Your tween wants a smartphone very badly. So badly that it physically hurts. And they’re giving you soooo many reasons why.
They’re going to middle school … they need it to collaborate with peers on school projects … they need it to tell you where they are … when they’ll be home … when the school bus is late. It’ll help you, dear parent, they vow. Plus, all their friends have one, and they feel left out. Come on! Pleeeeeeze.
Before you click “place order” on that smartphone, pause and consider a few insights from a person who makes a living helping parents and tweens navigate the murky waters of smartphones and social media.
Emily Cherkin spent more than a decade as a middle school teacher during the early aughts. She watched first-hand as the presence of smartphones transformed life for middle schoolers. For the past four years, she’s been working as a screen-time consultant, coaching parents about digital technology.

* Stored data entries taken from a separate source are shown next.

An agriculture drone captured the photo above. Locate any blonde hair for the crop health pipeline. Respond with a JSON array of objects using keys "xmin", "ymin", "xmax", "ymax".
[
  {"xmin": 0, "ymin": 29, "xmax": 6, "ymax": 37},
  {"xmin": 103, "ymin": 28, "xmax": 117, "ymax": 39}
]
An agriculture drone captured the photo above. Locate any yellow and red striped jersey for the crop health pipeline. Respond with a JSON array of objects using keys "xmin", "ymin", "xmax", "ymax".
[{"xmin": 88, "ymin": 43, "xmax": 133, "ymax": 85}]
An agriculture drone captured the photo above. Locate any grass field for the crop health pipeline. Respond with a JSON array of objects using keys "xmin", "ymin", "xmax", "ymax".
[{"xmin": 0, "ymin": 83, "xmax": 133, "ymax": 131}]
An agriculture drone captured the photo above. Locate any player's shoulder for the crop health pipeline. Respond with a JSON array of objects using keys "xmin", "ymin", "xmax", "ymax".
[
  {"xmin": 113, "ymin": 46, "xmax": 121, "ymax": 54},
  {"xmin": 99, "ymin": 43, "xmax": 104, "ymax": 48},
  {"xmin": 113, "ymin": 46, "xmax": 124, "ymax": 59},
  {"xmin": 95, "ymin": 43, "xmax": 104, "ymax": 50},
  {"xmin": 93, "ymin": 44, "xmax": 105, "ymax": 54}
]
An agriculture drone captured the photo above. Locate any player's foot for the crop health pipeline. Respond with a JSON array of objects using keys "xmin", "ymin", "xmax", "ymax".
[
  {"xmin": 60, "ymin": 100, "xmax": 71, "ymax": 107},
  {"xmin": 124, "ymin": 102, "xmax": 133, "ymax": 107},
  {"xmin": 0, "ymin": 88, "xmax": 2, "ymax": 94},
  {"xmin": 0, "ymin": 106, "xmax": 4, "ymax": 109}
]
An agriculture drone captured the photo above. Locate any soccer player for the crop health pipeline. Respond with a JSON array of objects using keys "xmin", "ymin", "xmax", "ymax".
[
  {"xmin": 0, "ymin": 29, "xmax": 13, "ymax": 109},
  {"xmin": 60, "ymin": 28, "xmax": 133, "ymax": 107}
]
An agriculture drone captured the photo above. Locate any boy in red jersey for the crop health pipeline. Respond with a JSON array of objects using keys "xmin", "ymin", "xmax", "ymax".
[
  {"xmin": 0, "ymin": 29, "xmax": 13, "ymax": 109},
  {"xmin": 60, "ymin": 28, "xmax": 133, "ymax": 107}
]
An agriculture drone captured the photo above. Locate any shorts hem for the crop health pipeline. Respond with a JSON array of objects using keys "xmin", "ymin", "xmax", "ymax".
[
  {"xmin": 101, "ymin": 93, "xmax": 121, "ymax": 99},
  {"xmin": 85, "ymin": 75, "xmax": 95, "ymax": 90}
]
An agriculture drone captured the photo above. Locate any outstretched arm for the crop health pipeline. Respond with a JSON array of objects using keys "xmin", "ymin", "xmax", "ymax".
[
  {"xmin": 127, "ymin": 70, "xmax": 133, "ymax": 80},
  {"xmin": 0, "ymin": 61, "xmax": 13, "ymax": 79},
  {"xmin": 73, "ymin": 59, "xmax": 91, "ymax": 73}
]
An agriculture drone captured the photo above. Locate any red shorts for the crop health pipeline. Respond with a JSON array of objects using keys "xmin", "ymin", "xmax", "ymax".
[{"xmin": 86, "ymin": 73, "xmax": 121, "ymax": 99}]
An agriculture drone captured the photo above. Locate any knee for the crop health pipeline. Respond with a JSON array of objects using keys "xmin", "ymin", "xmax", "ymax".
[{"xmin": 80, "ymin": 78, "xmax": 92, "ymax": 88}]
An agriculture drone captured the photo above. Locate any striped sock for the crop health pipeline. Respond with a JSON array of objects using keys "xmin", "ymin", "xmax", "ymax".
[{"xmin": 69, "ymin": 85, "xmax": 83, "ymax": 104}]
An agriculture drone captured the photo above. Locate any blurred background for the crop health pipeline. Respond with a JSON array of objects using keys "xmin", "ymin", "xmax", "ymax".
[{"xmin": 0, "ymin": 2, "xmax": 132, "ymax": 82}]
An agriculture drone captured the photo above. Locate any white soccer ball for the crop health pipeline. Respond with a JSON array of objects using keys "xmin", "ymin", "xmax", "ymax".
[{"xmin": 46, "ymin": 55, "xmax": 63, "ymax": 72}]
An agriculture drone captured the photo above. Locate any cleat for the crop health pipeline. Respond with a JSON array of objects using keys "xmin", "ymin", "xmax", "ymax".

Her first piece of advice about when to give a child a smartphone and allow them to access social media was reiterated by other experts over and over again: Delay, delay, delay.
‘I wish I knew then what I know now’
“I have talked to hundreds of parents,” Cherkin explains, “and no one has ever said to me, ‘I wish I gave my kid a phone earlier’ or ‘I wish I’d given them social media access sooner.’ Never.”
In fact, parents tell her the opposite. “I always hear, ‘I wish I had waited. I wish I knew then what I know now,’ ” she says, “because boy, once you give a child one of these devices or technologies, it is so much harder to take it back.”